In this attitude lies one of the terrible, divisive deceits of the devil, I believe. By means of this subjective, "God told me" stuff, an "elite" spiritual class is established. Lesser, duller Christians don't hear God speak to them at every turn in their heads. They haven't "trained" themselves to hear God's voice (which is another notion never taught in the Bible), which is so difficult to make out that one needs to attend special conferences and read certain instructional books in order to learn to hear God properly.
This encourages great credulity among believers. All they require from each other as grounds for their claims about what God has said to them is the making of the claim itself. "God said to me..." one says. "Oh! Wonderful! What did He say? Tell me everything!" says the other.

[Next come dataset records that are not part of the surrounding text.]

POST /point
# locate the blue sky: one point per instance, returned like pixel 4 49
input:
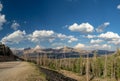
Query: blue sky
pixel 84 24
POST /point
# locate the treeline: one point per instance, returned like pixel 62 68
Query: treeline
pixel 107 66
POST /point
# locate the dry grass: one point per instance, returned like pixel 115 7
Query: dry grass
pixel 19 71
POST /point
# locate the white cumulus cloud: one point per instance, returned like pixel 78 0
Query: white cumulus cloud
pixel 14 37
pixel 41 35
pixel 83 28
pixel 118 7
pixel 102 27
pixel 1 6
pixel 15 25
pixel 109 36
pixel 90 36
pixel 79 46
pixel 96 41
pixel 2 21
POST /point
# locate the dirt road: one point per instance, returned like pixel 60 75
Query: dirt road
pixel 17 71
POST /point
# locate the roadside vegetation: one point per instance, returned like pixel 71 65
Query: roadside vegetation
pixel 103 68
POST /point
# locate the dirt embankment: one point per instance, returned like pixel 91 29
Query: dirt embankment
pixel 19 71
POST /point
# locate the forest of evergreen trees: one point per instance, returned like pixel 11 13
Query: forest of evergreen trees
pixel 106 66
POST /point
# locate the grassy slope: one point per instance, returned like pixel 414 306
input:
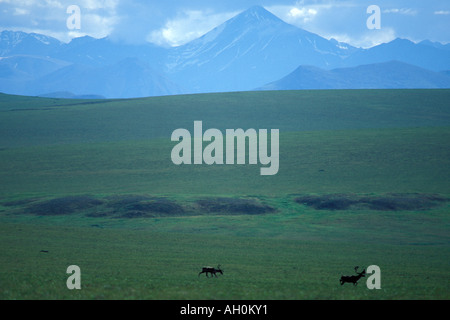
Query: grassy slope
pixel 332 141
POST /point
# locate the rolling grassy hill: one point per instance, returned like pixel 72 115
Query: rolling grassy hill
pixel 363 180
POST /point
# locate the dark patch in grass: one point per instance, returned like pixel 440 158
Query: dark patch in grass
pixel 233 206
pixel 143 206
pixel 137 206
pixel 62 206
pixel 387 202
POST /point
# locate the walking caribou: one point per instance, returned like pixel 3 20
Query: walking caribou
pixel 353 279
pixel 211 270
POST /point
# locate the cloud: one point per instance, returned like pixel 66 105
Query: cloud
pixel 404 11
pixel 98 18
pixel 187 26
pixel 442 12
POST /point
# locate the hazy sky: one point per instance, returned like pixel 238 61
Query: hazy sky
pixel 174 22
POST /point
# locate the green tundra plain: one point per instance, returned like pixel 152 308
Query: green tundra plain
pixel 363 180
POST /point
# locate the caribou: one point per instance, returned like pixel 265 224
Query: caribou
pixel 211 270
pixel 353 279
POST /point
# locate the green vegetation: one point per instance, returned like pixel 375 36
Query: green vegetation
pixel 363 180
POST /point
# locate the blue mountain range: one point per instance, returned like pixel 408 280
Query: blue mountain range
pixel 253 50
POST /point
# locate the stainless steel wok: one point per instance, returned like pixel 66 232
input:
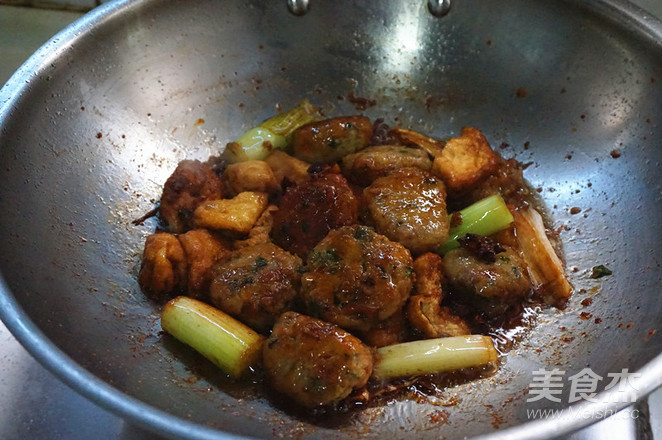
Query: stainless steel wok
pixel 94 122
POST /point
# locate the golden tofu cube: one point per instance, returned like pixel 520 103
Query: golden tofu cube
pixel 465 160
pixel 238 214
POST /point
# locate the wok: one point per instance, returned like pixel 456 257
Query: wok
pixel 95 121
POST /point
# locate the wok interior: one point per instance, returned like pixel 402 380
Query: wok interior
pixel 108 115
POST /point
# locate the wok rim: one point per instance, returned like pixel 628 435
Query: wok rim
pixel 146 416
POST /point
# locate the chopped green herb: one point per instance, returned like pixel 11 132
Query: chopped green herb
pixel 600 271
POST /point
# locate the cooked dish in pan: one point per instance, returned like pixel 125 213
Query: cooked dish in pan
pixel 332 255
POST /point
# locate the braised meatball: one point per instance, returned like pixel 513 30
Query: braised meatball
pixel 202 250
pixel 356 278
pixel 314 362
pixel 256 284
pixel 429 271
pixel 363 167
pixel 190 184
pixel 409 206
pixel 311 209
pixel 329 140
pixel 164 268
pixel 391 331
pixel 505 279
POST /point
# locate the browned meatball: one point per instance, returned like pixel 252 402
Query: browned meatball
pixel 256 284
pixel 190 184
pixel 364 166
pixel 202 250
pixel 429 271
pixel 391 331
pixel 356 278
pixel 409 206
pixel 163 270
pixel 505 279
pixel 314 362
pixel 311 209
pixel 329 140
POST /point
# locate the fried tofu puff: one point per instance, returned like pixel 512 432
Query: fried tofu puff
pixel 409 206
pixel 314 362
pixel 256 284
pixel 163 270
pixel 356 278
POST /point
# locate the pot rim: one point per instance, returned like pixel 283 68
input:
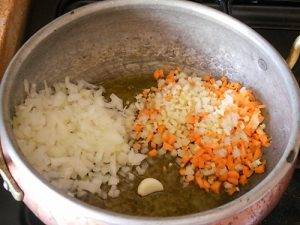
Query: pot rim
pixel 208 216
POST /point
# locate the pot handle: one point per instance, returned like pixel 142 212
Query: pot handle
pixel 8 182
pixel 294 53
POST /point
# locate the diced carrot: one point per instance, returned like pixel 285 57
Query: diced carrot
pixel 232 180
pixel 149 137
pixel 246 171
pixel 215 187
pixel 206 77
pixel 182 171
pixel 169 138
pixel 158 74
pixel 243 180
pixel 229 163
pixel 231 191
pixel 138 128
pixel 146 92
pixel 206 157
pixel 168 97
pixel 260 169
pixel 161 129
pixel 223 177
pixel 199 181
pixel 152 153
pixel 233 174
pixel 229 149
pixel 257 154
pixel 185 158
pixel 167 146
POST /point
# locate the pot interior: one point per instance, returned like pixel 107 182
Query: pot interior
pixel 120 47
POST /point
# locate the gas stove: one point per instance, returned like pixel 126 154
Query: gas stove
pixel 278 21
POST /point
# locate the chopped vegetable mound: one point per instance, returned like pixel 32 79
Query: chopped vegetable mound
pixel 214 128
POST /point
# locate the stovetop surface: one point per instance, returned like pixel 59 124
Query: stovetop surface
pixel 278 21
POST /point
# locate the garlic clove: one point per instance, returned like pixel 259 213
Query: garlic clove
pixel 149 185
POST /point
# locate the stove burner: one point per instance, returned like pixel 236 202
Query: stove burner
pixel 28 218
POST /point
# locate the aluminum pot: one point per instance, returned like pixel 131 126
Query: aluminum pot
pixel 125 37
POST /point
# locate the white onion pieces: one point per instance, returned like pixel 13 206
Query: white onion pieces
pixel 75 138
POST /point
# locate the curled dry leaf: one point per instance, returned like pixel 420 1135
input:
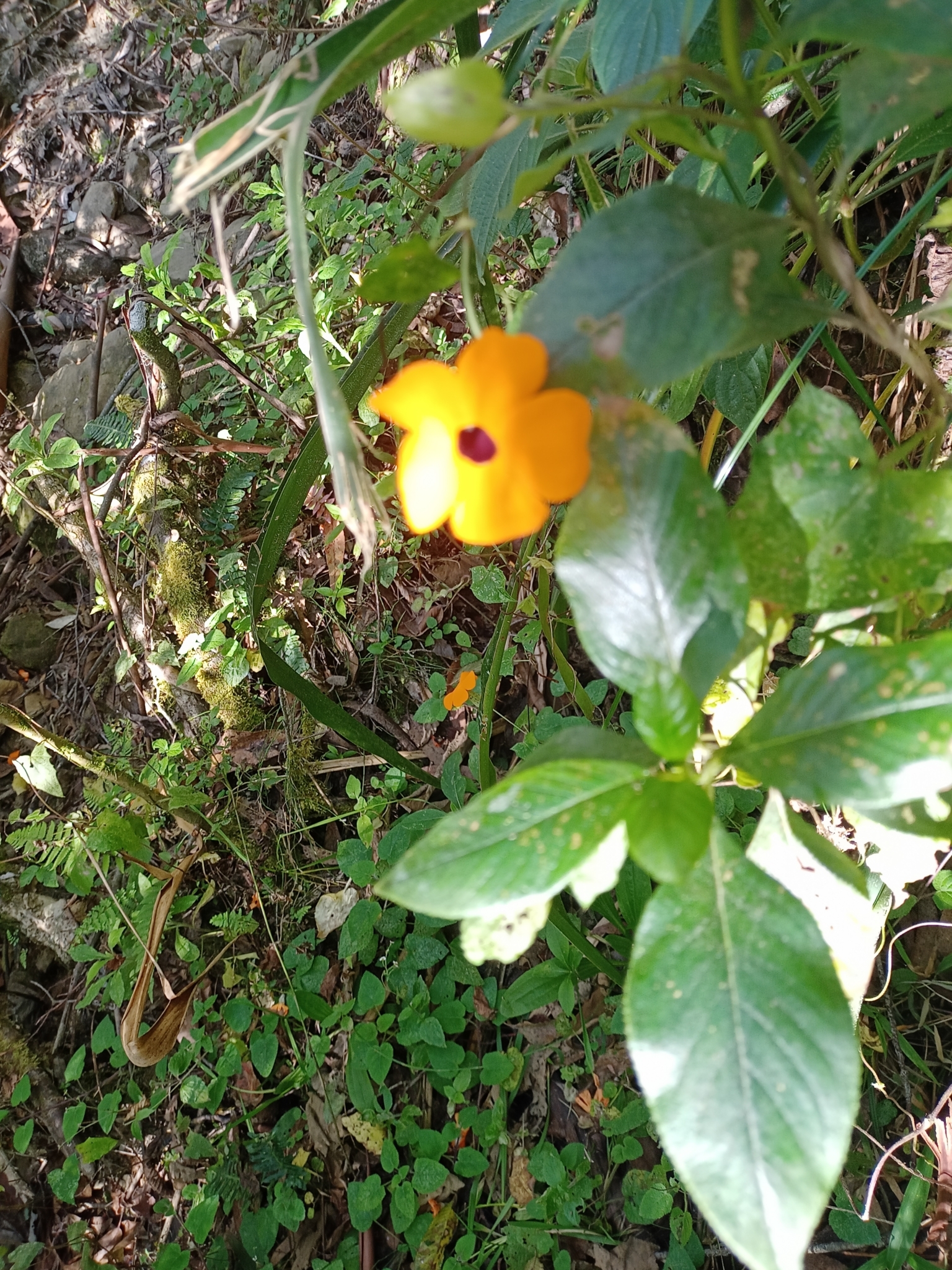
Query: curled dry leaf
pixel 162 1037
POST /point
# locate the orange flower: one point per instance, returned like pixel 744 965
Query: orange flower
pixel 460 695
pixel 485 446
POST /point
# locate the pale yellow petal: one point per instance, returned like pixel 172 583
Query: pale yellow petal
pixel 427 474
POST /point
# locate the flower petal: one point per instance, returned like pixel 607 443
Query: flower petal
pixel 427 474
pixel 501 370
pixel 496 502
pixel 423 390
pixel 555 430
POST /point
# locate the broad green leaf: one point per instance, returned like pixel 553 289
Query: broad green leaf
pixel 536 987
pixel 655 584
pixel 459 106
pixel 588 742
pixel 117 833
pixel 660 283
pixel 868 533
pixel 517 17
pixel 678 399
pixel 201 1219
pixel 738 385
pixel 870 727
pixel 305 86
pixel 94 1148
pixel 743 1046
pixel 908 27
pixel 669 827
pixel 523 841
pixel 631 37
pixel 829 886
pixel 409 271
pixel 494 180
pixel 38 771
pixel 259 1232
pixel 883 93
pixel 710 178
pixel 364 1202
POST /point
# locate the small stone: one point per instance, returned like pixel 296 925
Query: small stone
pixel 73 260
pixel 29 643
pixel 66 391
pixel 99 206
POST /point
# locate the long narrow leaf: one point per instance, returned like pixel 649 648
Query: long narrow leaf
pixel 307 84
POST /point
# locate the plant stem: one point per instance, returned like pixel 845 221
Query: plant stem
pixel 569 677
pixel 490 682
pixel 559 918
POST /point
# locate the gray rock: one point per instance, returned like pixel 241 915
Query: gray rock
pixel 29 643
pixel 136 180
pixel 184 257
pixel 100 205
pixel 66 391
pixel 73 260
pixel 23 381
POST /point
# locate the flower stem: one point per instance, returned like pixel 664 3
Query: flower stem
pixel 494 657
pixel 569 677
pixel 466 287
pixel 559 918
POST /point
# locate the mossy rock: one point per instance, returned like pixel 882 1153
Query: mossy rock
pixel 29 643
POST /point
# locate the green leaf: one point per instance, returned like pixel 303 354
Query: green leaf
pixel 409 271
pixel 403 1207
pixel 488 585
pixel 64 1181
pixel 73 1119
pixel 428 1176
pixel 319 75
pixel 94 1148
pixel 470 1162
pixel 23 1256
pixel 758 1117
pixel 201 1219
pixel 259 1232
pixel 288 1207
pixel 910 27
pixel 829 886
pixel 364 1202
pixel 669 826
pixel 494 180
pixel 821 535
pixel 631 37
pixel 884 92
pixel 112 835
pixel 457 106
pixel 517 17
pixel 265 1050
pixel 526 837
pixel 870 727
pixel 74 1068
pixel 656 586
pixel 238 1014
pixel 38 771
pixel 736 386
pixel 23 1137
pixel 586 741
pixel 536 987
pixel 662 283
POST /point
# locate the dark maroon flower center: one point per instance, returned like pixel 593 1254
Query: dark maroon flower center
pixel 478 445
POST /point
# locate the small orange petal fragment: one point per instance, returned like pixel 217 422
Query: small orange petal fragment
pixel 460 695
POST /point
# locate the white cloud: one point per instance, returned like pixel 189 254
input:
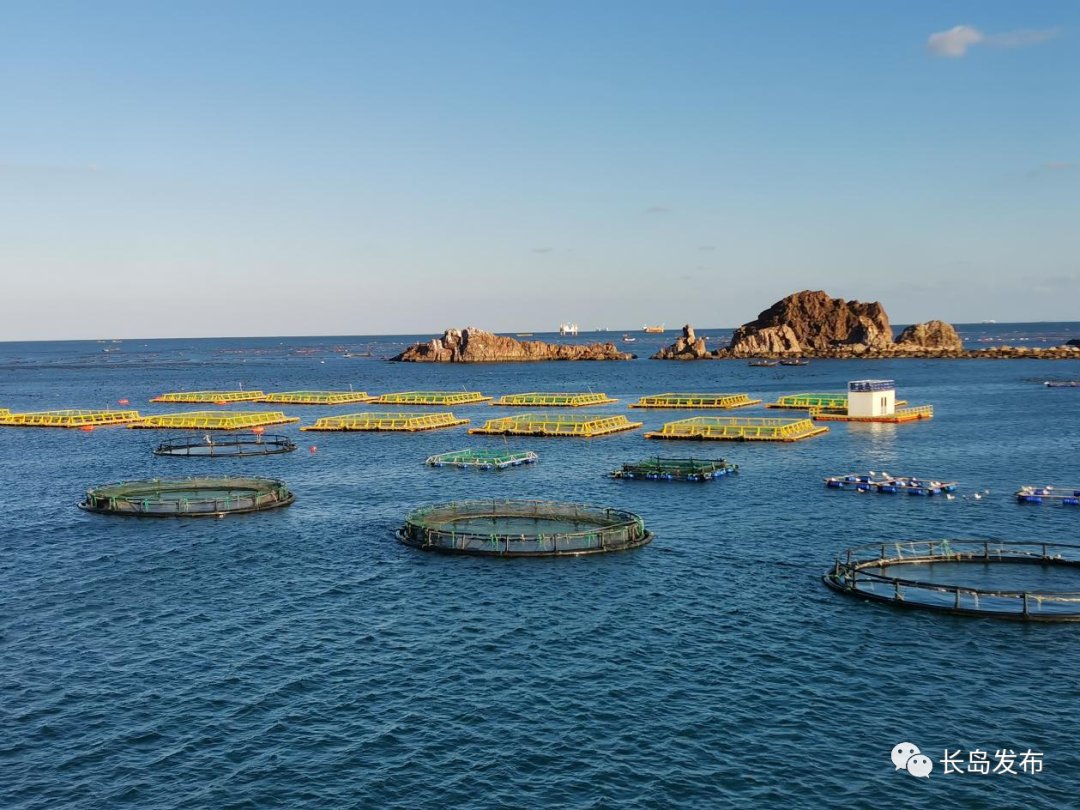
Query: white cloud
pixel 955 42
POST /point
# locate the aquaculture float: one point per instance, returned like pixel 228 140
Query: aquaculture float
pixel 873 401
pixel 483 459
pixel 432 397
pixel 917 575
pixel 658 468
pixel 886 484
pixel 556 424
pixel 218 397
pixel 1064 496
pixel 694 402
pixel 226 446
pixel 316 397
pixel 522 528
pixel 69 418
pixel 214 420
pixel 739 429
pixel 202 497
pixel 537 399
pixel 406 422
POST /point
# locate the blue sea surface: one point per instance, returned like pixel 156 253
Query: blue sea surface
pixel 304 658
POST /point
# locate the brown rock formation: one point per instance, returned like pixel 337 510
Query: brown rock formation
pixel 687 347
pixel 812 323
pixel 471 345
pixel 936 335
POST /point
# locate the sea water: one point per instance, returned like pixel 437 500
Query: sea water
pixel 304 658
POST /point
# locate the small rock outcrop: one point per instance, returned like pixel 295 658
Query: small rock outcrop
pixel 935 335
pixel 813 323
pixel 471 345
pixel 687 347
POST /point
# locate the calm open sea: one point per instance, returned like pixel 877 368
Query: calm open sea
pixel 302 658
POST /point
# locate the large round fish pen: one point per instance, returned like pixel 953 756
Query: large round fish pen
pixel 523 528
pixel 188 497
pixel 988 578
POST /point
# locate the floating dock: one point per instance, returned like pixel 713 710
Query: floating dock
pixel 899 415
pixel 675 469
pixel 215 396
pixel 890 485
pixel 871 401
pixel 483 459
pixel 432 397
pixel 739 429
pixel 536 399
pixel 316 397
pixel 377 421
pixel 694 402
pixel 67 418
pixel 1065 496
pixel 215 420
pixel 556 424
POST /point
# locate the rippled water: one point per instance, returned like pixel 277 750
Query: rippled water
pixel 305 658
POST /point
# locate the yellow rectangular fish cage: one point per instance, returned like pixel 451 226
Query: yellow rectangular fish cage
pixel 215 396
pixel 694 402
pixel 316 397
pixel 900 415
pixel 536 399
pixel 432 397
pixel 69 418
pixel 216 419
pixel 739 429
pixel 556 424
pixel 806 402
pixel 377 421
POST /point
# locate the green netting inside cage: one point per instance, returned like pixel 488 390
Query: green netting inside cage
pixel 483 459
pixel 188 497
pixel 505 527
pixel 659 468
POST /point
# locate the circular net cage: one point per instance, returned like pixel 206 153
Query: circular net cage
pixel 523 528
pixel 1023 581
pixel 188 497
pixel 207 446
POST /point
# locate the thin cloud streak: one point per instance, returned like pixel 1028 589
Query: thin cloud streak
pixel 958 40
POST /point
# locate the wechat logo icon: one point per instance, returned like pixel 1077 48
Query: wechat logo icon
pixel 907 757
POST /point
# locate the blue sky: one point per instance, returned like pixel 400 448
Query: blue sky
pixel 259 169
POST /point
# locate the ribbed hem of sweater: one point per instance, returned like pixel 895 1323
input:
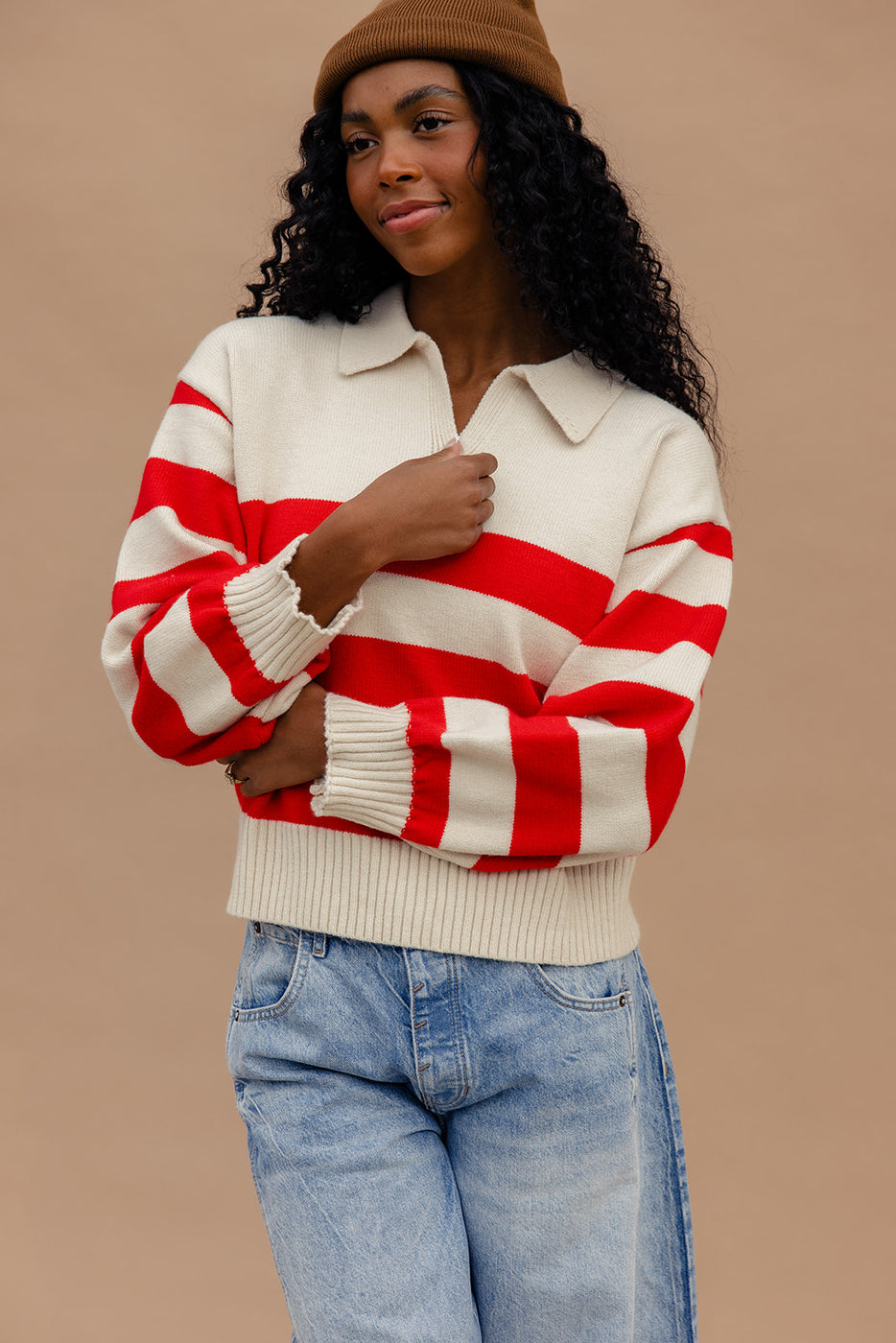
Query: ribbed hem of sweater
pixel 386 890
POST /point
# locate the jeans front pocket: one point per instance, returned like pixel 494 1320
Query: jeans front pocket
pixel 597 987
pixel 271 971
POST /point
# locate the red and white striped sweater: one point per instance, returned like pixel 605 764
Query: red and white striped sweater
pixel 508 727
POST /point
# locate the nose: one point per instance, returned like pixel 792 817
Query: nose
pixel 396 161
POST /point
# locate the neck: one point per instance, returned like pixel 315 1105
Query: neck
pixel 480 324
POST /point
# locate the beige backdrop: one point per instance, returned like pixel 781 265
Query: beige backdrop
pixel 145 145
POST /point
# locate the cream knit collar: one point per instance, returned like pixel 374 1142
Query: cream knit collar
pixel 574 392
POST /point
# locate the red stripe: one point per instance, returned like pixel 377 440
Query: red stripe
pixel 201 501
pixel 161 587
pixel 549 786
pixel 530 577
pixel 710 536
pixel 158 721
pixel 651 624
pixel 187 395
pixel 432 774
pixel 386 673
pixel 271 527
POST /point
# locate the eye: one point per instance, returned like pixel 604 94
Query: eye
pixel 358 144
pixel 430 121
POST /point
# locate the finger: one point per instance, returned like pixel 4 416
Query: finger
pixel 485 462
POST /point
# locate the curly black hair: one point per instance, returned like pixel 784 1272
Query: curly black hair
pixel 580 257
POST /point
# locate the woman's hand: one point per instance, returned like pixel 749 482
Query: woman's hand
pixel 416 510
pixel 295 754
pixel 426 507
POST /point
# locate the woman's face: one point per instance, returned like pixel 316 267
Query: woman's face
pixel 410 134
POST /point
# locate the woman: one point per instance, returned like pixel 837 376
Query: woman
pixel 434 560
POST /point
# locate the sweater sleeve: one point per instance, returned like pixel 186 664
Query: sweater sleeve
pixel 204 648
pixel 597 769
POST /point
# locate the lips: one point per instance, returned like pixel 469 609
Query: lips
pixel 405 215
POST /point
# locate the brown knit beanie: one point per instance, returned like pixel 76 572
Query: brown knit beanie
pixel 506 35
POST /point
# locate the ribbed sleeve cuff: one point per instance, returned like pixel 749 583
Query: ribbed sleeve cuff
pixel 264 607
pixel 369 766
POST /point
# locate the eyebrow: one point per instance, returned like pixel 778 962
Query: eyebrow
pixel 406 101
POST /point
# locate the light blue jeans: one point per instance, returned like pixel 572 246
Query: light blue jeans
pixel 453 1150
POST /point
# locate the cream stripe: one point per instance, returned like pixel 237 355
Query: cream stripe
pixel 194 436
pixel 681 571
pixel 483 785
pixel 160 533
pixel 470 624
pixel 181 665
pixel 614 803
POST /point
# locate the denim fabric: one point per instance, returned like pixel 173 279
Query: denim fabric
pixel 455 1150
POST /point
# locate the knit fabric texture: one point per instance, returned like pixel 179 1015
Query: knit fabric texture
pixel 504 35
pixel 507 727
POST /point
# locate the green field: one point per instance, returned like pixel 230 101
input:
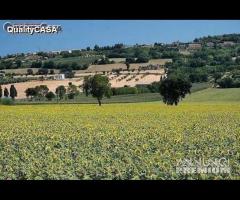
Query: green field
pixel 120 141
pixel 215 95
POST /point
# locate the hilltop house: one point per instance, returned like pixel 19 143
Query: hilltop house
pixel 227 44
pixel 194 46
pixel 59 76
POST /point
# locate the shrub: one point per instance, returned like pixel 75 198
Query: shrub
pixel 7 101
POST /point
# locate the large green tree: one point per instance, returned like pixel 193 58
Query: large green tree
pixel 98 86
pixel 174 89
pixel 6 93
pixel 60 91
pixel 0 91
pixel 13 92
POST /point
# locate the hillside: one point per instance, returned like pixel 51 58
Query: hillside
pixel 215 95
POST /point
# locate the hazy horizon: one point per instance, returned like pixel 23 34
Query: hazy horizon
pixel 78 34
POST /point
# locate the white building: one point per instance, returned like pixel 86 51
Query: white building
pixel 59 77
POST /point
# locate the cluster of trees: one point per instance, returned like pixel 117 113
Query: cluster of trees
pixel 124 90
pixel 53 65
pixel 219 38
pixel 42 92
pixel 103 61
pixel 6 93
pixel 229 82
pixel 10 79
pixel 114 47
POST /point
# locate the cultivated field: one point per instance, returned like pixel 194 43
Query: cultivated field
pixel 110 67
pixel 116 141
pixel 51 84
pixel 116 81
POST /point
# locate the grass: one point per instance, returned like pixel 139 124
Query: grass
pixel 116 141
pixel 130 98
pixel 215 95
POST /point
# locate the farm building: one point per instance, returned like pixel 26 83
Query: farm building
pixel 59 76
pixel 194 46
pixel 227 44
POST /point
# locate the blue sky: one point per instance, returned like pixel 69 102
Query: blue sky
pixel 79 34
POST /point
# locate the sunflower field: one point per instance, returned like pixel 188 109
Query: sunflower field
pixel 116 141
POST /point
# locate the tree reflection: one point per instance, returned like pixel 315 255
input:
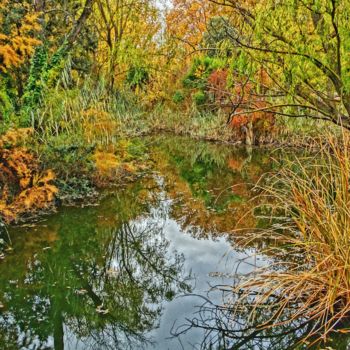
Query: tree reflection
pixel 98 286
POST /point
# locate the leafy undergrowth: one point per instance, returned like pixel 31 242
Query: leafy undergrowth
pixel 25 188
pixel 34 180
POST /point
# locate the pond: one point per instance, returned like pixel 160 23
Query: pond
pixel 139 270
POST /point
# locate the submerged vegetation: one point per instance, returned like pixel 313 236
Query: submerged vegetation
pixel 83 82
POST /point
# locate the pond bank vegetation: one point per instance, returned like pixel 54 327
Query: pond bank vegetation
pixel 81 84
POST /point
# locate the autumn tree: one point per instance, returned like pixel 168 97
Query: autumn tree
pixel 63 25
pixel 19 26
pixel 126 31
pixel 303 48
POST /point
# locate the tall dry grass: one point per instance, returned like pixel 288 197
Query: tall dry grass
pixel 309 278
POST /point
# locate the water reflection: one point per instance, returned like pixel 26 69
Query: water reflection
pixel 100 285
pixel 115 276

No questioning, no demand for proper justification of the claim, just immediate, uncritical acceptance. And they get used to this unchallenged condition, where whatever they claim - even if it is plainly unbiblical - is taken as from God. The thunder and lightning that issues from them when they do get challenged is something to behold! Rage, threats, ridicule, dismissal - these flow in a loud torrent from believers who've grown accustomed to their claims of divine communication being accepted without challenge, which suggests powerfully that God is not in their claims at all.
Anyway. The Spirit can and does lead believers in very particular, direct ways - at times. And he does so in the manner described in Scripture. But such leading is never said in Scripture to be the norm, the standard experience of God the Christian should chase after and "train" themselves to have. We have God's word and, generally, it is entirely sufficient to guide us through life and service to God.